Question

complaints about poor service led the department of motor vehicles to investigate wait times at a local branch. during one week, dmv employees randomly asked 100 people leaving this branch how long they had to wait in line. the selected people waited an average of 49.6 minutes, with a standard deviation of 16 minutes. find a 90% confidence interval for the mean wait time at this dmv branch during that week. round your answers to the nearest tenth. <μ<

Explanation:

Step1: Identify the formula

For a large - sample (n = 100) confidence interval of the population mean when the population standard deviation $\sigma$ is unknown (we use the sample standard deviation s instead), the formula is $\bar{x}\pm z_{\alpha/2}\frac{s}{\sqrt{n}}$, where $\bar{x}$ is the sample mean, $z_{\alpha/2}$ is the z - score, s is the sample standard deviation, and n is the sample size.

Step2: Determine the values of $\bar{x}$, s, and n

We are given that $\bar{x}=49.6$, s = 16, and n = 100.
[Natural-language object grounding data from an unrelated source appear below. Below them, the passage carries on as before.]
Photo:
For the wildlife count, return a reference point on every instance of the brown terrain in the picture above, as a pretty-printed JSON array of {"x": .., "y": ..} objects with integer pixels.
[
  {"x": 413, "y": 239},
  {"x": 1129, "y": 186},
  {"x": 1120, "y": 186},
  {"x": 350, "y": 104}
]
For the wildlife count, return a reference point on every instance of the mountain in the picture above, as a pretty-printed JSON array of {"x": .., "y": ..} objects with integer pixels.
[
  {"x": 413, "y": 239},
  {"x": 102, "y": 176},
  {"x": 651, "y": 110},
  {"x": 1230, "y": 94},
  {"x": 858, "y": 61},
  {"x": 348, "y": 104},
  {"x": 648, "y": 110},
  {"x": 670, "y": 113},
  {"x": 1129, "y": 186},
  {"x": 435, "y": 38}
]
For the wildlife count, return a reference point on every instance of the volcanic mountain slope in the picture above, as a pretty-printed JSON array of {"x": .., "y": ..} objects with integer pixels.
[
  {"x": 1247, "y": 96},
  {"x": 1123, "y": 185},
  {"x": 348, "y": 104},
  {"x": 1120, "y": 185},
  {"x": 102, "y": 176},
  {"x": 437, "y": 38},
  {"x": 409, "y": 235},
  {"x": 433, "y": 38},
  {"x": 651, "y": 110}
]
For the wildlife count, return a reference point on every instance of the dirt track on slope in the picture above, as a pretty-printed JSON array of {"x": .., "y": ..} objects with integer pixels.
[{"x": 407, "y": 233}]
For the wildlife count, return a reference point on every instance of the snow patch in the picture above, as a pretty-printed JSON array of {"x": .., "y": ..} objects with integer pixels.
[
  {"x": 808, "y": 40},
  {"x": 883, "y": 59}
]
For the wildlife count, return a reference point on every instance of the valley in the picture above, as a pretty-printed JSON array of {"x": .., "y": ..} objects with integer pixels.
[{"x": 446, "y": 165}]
Step3: Find the z - score for a 90% confidence interval

The confidence level is 90%, so $\alpha=1 - 0.90=0.10$ and $\alpha/2=0.05$. Looking up in the standard normal distribution table, $z_{\alpha/2}=z_{0.05}\approx1.645$.

Step4: Calculate the margin of error E

$E = z_{\alpha/2}\frac{s}{\sqrt{n}}=1.645\times\frac{16}{\sqrt{100}}=1.645\times\frac{16}{10}=1.645\times1.6 = 2.632$.

Step5: Calculate the confidence interval

The lower limit is $\bar{x}-E=49.6 - 2.632=46.968\approx47.0$.
The upper limit is $\bar{x}+E=49.6 + 2.632=52.232\approx52.2$.

Answer:

$47.0<\mu<52.2$